Verifying Successful Integration
After launching through Codex++, enter the Codex interface and look for the following changes:
- Version Identifier: The interface will display "Codex++ 1.1.7", confirming the plugin is active
- Plugin Unlock: Some previously restricted plugin features are now unlocked
- Expanded Model List: In addition to the original GPT series models, DeepSeek V4 Plus and DeepSeek V4 Pro now appear as new options
Select a DeepSeek model and start coding. In our testing, response speed was quite fast and had virtually no impact on the daily development experience.
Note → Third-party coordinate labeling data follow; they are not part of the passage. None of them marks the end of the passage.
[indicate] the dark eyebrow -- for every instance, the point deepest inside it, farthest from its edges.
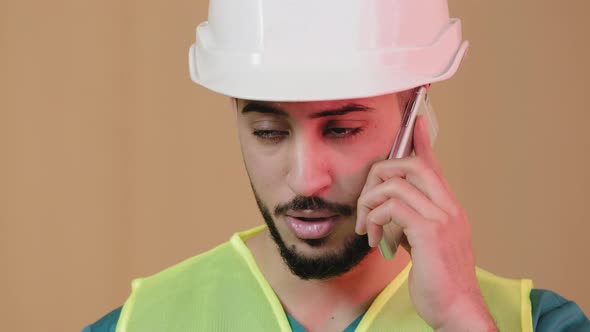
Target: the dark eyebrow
(270, 109)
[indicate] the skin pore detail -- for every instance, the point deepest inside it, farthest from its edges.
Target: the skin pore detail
(315, 156)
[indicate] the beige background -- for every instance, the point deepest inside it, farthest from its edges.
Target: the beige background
(113, 165)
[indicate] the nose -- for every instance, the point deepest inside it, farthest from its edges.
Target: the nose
(309, 171)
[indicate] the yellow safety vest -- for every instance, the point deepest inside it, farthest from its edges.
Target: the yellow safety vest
(223, 290)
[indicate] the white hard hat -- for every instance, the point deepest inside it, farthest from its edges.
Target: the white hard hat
(303, 50)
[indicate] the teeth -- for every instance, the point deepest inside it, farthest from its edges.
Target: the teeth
(311, 219)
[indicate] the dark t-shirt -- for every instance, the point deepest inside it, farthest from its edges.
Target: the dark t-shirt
(550, 312)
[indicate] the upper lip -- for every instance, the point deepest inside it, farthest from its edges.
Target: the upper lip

Cost Comparison and Practical Recommendations
Why Recommend the DeepSeek V4 Series?
Both DeepSeek V4 Pro and V4 Plus offer strong code generation capabilities, with API call prices far below OpenAI's GPT-4 series. In concrete numbers, DeepSeek API input token prices are approximately ¥1-4 per million tokens, while GPT-4 input token prices are around $30-60 per million tokens — an order-of-magnitude difference. For everyday programming assistance, code completion, and bug fixing, DeepSeek is more than capable, potentially costing one-tenth or even less than the original solution. For developers in China especially, DeepSeek's servers are deployed domestically, offering lower network latency and RMB settlement for a smoother user experience.
Usage Notes
- Launch Method: You must always launch Codex through Codex++; otherwise, the configuration won't take effect
- Protocol Selection: The upstream protocol must be set to Chat — selecting the wrong option will cause request failures
- Flexible Model Switching: Codex++ doesn't affect the use of original GPT models, allowing you to switch flexibly based on task complexity. For example, use DeepSeek for simple code completion and everyday programming tasks to save costs, and switch back to GPT-4 for complex architectural design or multi-file refactoring to get the best results
- Security Reminder: As a third-party open-source tool, Codex++ requires attention to several security considerations. First, your API Key passes through Codex++'s local proxy server — although it runs locally, you should verify that the tool's code doesn't upload keys to external servers. Second, code context (including the source code you're editing) is also forwarded through the proxy, so projects involving trade secrets require a data leakage risk assessment. It's recommended to regularly check the GitHub repository's Issues and Commit history, watch for reports of known vulnerabilities or malicious code injection, and stay updated on its releases and security announcements
Conclusion
Through the open-source tool Codex++, developers can bypass the protocol barrier between Codex and DeepSeek, gaining AI programming assistance at minimal cost. The entire configuration process isn't complicated — it boils down to three core steps: configure provider parameters, test the connection, and launch Codex through Codex++.
From a broader perspective, Codex++ represents an important trend: as the LLM ecosystem diversifies, developers are no longer locked into a single model provider. Through middleware technologies like protocol bridging and API gateways, users can freely choose the most suitable model based on multidimensional needs including cost, performance, and privacy — truly achieving "model freedom." If you're looking for a cost-effective AI programming solution, the Codex + DeepSeek + Codex++ combination is well worth trying.